I think the way I would try to approach this is to do a two pass.
For the 0-2 case:
Setup: for each coordinate, allocate an array to hold the max expected number of pairs (2).
Pass 1: run over coords, look for pairs by comparing the current item to a subset of other coords. Choose subset to avoid duplicate answers when the kernel runs on the other coord being compared.

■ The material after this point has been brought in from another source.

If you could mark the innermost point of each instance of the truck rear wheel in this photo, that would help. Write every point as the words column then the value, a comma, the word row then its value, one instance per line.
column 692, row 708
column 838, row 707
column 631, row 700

Pass 2: Merge the results from #1 back into a list or whatever other data structure you want. Could run as an invokable if the number of coordinates is small.
For the 0-N case:
This gets a lot harder. I'd likely do something similar to what's above but with the per-coord array sized for a typical number of pairs. For the (hopefully small) number of overflows, use atomics to reserve a slot in an overflow buffer. The catch here is I think most GPU drivers would not be very happy with the atomics today. Would run very well on the CPU ref.
There are a lot of ways to go about this. One important decision point revolves around how expensive the comparison is to find the points vs the cost of writing the result.